MAC/Apple did not start it. IBM started it with their IBM 801 in 1980. Or Sun UltraSPARC servers, or IBM PowerPC chips. I would argue that the cell phone industry "started it" to a degree that brought it to everyone's hands... and I'm talking predating the iPhone.
We'll see if it is all going to ARM. While ARM is popular right now, it's generally a lesser performing package with lower power requirements, while x86/x64 is the higher performing and higher wattage. For a desktop/workstation, x64 is still king in most respects - and seeing, as you pointed out, that Intel and AMD are working on big.LITTLE designs for themselves, the x64 architecture could easily compete on the "power" side of things (at least I predict that could be an outcome) if they can get it to market and compete, etc.

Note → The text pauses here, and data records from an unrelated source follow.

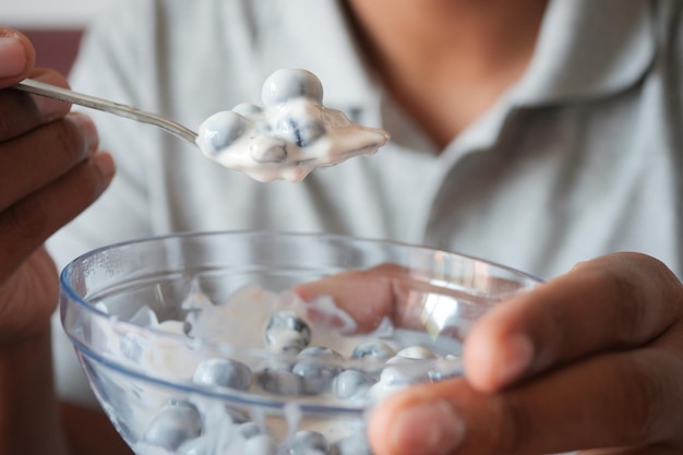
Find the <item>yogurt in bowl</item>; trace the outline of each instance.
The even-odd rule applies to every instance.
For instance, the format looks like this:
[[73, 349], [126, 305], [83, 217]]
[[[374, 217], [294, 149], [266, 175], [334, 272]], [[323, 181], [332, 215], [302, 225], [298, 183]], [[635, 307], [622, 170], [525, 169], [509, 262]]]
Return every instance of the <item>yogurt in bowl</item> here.
[[358, 455], [368, 409], [462, 374], [476, 320], [538, 283], [388, 241], [197, 232], [74, 260], [60, 311], [139, 455]]

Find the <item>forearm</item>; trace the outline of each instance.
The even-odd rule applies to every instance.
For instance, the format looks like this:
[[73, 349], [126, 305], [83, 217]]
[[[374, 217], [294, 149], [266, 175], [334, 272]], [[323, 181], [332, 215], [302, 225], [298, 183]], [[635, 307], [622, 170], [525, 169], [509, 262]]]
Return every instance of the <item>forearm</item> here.
[[52, 382], [50, 331], [0, 347], [0, 455], [68, 455]]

The 1996 movie, Mission Impossible references a "686 prototype with the artificial intelligence risc chip" -
https://getyarn.io/yarn-clip/97eb193f-4bc2-481a-ae17-ae24cff48a32
Point being, ARM RISC isn't anything new and it's been a long road for ARM to bring "competitive" to the consumer computing market... only realizing it's "limited" successes so far due to mobile devices and power efficiency requirements... and there is nothing wrong with that.
People often fail to realize that ARM RISC is "Reduced Instruction Set" - which is not necessarily desired, nor performance focused when compared to CISC - "Complex Instruction Set".

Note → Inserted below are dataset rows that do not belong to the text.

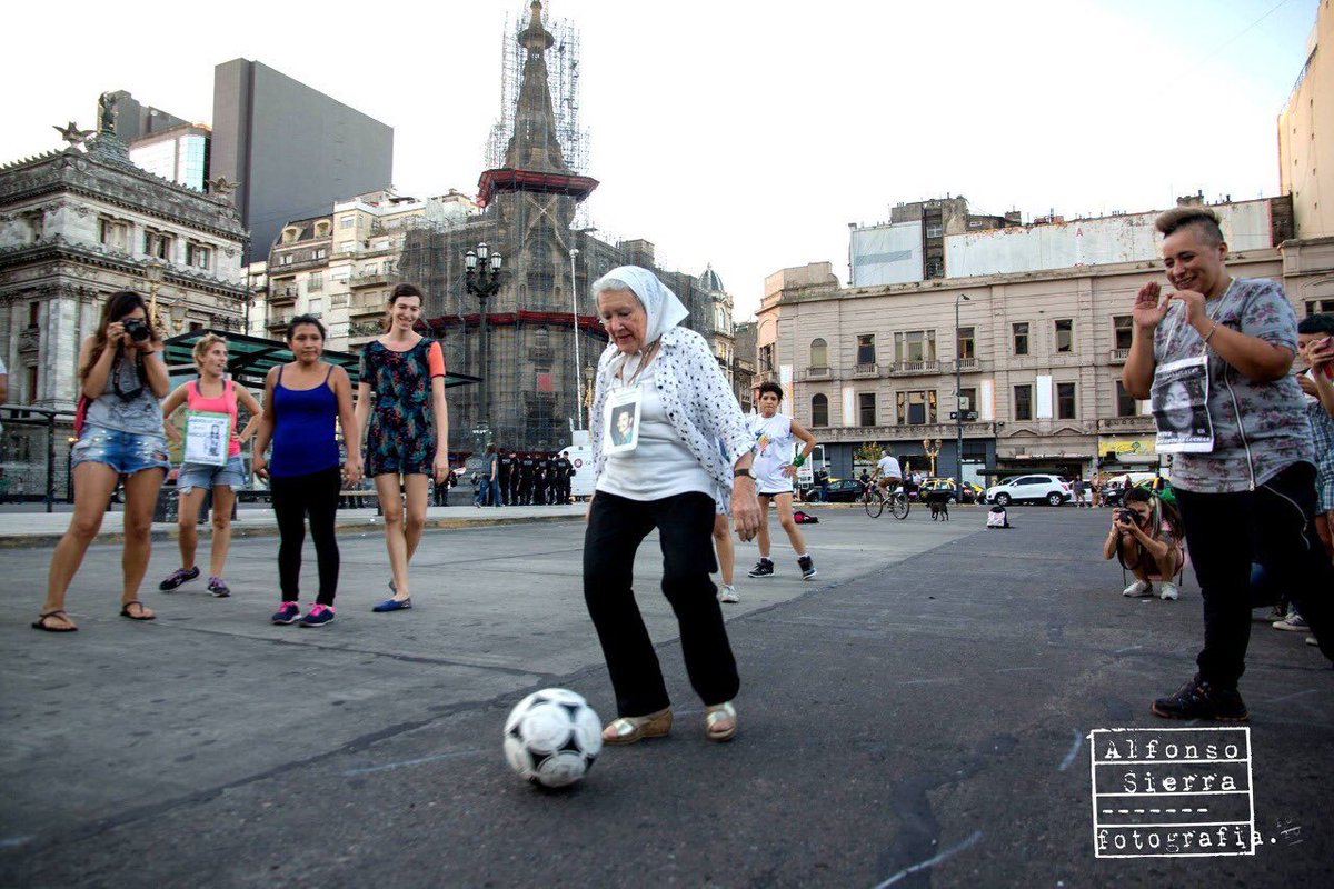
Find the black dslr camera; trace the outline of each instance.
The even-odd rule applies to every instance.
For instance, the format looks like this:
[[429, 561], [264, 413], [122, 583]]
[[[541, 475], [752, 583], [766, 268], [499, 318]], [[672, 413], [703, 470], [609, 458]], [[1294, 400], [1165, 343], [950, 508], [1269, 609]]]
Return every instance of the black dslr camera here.
[[148, 325], [140, 319], [125, 319], [120, 324], [132, 343], [143, 343], [149, 337]]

The other main negative for RISC is that it can only execute one instruction per clock, whereas CISC can execute many instructions per clock - and many times that's where CISC wins over in the performance department.
So, it'll be interesting to see what happens with ARM overall, however, I think this could play out in a way in where ARM forces Intel/AMD x86/x64 processors to compete on the power requirements areas... and if they do, well, "goodbye" ARM. If they don't, we very well may see the shift you speak about.
It's all very "up in the air" right now.